[WP]Children are no longer born. Instead, men and women appear throughout the world, knowing nothing, and immortal.

Teresa was approaching her seventh millennium of research.

Per her afternoon routine, she sun bathed in the veranda. Her mind buzzed with hypotheses and thought experiments. Perhaps her spectrometer had been miscalculated this morning. Or perhaps an insect found its way inside and threw off the measurements.

Perhaps fate conspired to make the answer she sought unmeasurable.

She studied how boxes of long strands, when shaken, form tight knots. She had measured the rate of heat transfer from hot areas to cold, and found no insulator that could stop or reverse that trend. She recorded how plants grow and wither in the horticulture wing.

The arrow of time was clear. The world was approaching a definite end. And it even has a hypothetical beginning, five billion years ago. But when did humans begin, and when do they end?

The workings of the universe were so plainly laid out. Math was the language it spoke, and most truths could be derived from only a few basic observations. If one began with only the natural numbers, it quickly becomes apparent that the system wasn't closed; certain divisions, like three divided by two, "leaked out." So the space is quickly expanded to track "ratio numbers."

A few millennia ago, one of Teresa's close colleagues spoke of an even greater space of numbers that even ratios couldn't satisfy. She was one of many who tried (and failed) to construct a circle and square of equal area on paper. Rather than admit defeat, she declared the problem unsolvable, and spoke of incommensurable numbers that could never be written. She was ultimately exiled from the citadel, and her works ionized.

Teresa's research into statistical mechanics put her at risk for insanity and suicide. Others in her position ended their careers rambling of incomprehensible truths that they couldn't prove, and so declared them impossible for anyone in this universe to prove.

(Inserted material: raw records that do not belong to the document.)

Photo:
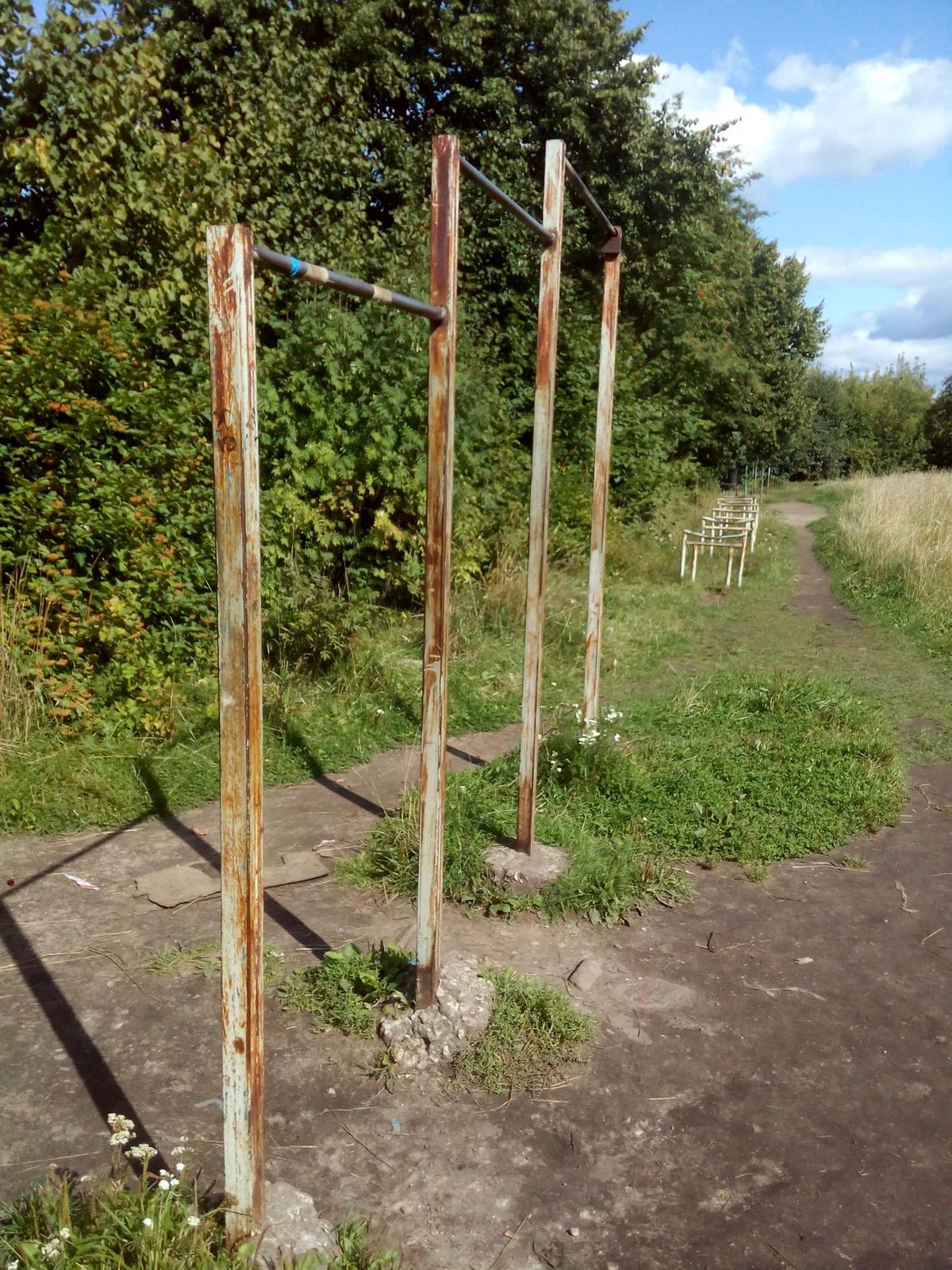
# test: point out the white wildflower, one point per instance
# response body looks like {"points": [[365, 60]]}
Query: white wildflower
{"points": [[141, 1151], [122, 1130]]}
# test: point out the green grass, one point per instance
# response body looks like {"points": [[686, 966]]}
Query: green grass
{"points": [[367, 702], [848, 860], [532, 1038], [348, 988], [532, 1041], [752, 768], [149, 1223], [202, 959], [205, 959]]}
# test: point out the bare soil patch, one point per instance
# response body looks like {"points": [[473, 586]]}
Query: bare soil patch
{"points": [[768, 1089]]}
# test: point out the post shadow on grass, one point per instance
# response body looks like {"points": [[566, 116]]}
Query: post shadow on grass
{"points": [[103, 1087], [298, 743], [278, 914]]}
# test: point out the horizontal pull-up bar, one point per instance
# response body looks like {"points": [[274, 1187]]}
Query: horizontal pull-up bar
{"points": [[321, 277], [495, 194], [589, 200]]}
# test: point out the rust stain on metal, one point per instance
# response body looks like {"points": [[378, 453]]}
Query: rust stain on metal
{"points": [[444, 233], [232, 324], [550, 277], [600, 491]]}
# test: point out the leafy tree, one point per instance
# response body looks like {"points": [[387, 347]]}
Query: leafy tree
{"points": [[937, 427], [127, 127]]}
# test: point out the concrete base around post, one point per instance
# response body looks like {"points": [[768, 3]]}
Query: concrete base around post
{"points": [[294, 1229], [524, 874], [420, 1041]]}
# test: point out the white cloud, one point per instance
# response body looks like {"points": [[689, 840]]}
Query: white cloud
{"points": [[858, 344], [892, 267], [858, 118]]}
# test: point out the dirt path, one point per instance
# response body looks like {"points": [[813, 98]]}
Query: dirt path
{"points": [[770, 1089], [814, 596]]}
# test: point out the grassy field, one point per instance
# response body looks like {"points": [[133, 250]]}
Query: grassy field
{"points": [[743, 729], [889, 548]]}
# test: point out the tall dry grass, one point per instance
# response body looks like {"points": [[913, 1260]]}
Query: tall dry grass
{"points": [[21, 679], [900, 529]]}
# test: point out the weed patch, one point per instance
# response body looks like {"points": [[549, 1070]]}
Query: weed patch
{"points": [[739, 768], [143, 1221], [205, 959], [348, 988], [532, 1041]]}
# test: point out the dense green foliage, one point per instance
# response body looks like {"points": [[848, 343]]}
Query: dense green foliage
{"points": [[126, 129], [873, 423], [939, 427]]}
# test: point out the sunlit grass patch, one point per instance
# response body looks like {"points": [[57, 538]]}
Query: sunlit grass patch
{"points": [[533, 1038], [738, 768], [348, 988]]}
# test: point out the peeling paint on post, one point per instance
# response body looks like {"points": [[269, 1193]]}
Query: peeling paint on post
{"points": [[232, 332], [552, 203], [444, 233], [600, 489]]}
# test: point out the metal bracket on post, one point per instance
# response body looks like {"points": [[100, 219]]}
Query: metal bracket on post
{"points": [[444, 234], [232, 330], [550, 277], [600, 489]]}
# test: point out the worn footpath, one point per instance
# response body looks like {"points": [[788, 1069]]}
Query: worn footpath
{"points": [[770, 1086]]}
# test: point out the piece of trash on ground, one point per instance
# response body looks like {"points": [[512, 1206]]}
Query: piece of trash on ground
{"points": [[904, 906], [82, 882]]}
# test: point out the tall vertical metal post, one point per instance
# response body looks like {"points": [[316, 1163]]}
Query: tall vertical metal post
{"points": [[444, 234], [600, 487], [232, 341], [552, 205]]}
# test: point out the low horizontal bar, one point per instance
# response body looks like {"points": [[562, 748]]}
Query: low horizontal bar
{"points": [[589, 200], [501, 197], [321, 277]]}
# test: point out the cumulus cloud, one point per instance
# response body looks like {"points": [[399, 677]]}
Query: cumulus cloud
{"points": [[892, 267], [860, 344], [857, 120], [922, 315]]}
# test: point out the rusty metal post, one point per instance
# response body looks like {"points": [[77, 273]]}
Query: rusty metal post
{"points": [[232, 344], [444, 233], [600, 488], [552, 203]]}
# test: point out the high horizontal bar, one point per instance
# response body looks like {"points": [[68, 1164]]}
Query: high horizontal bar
{"points": [[321, 277], [497, 194], [589, 200]]}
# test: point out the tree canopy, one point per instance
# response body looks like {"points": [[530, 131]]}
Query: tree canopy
{"points": [[127, 127]]}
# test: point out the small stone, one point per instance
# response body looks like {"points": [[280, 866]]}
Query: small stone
{"points": [[526, 874], [292, 1227], [585, 975]]}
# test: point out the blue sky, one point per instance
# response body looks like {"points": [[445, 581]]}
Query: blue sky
{"points": [[846, 108]]}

The hum of electric motors rapidly approached her side, then stopped suddenly. "The atom smasher is ready" said the electric butler. Teresa opened her eyes, let out a sigh, and wordlessly propped herself up on her feet. Unsatisfied with her spectrometry data last night, she decided to put her blood in the atom smasher to see what came out.

Perhaps this world and humans were incommensurable all along.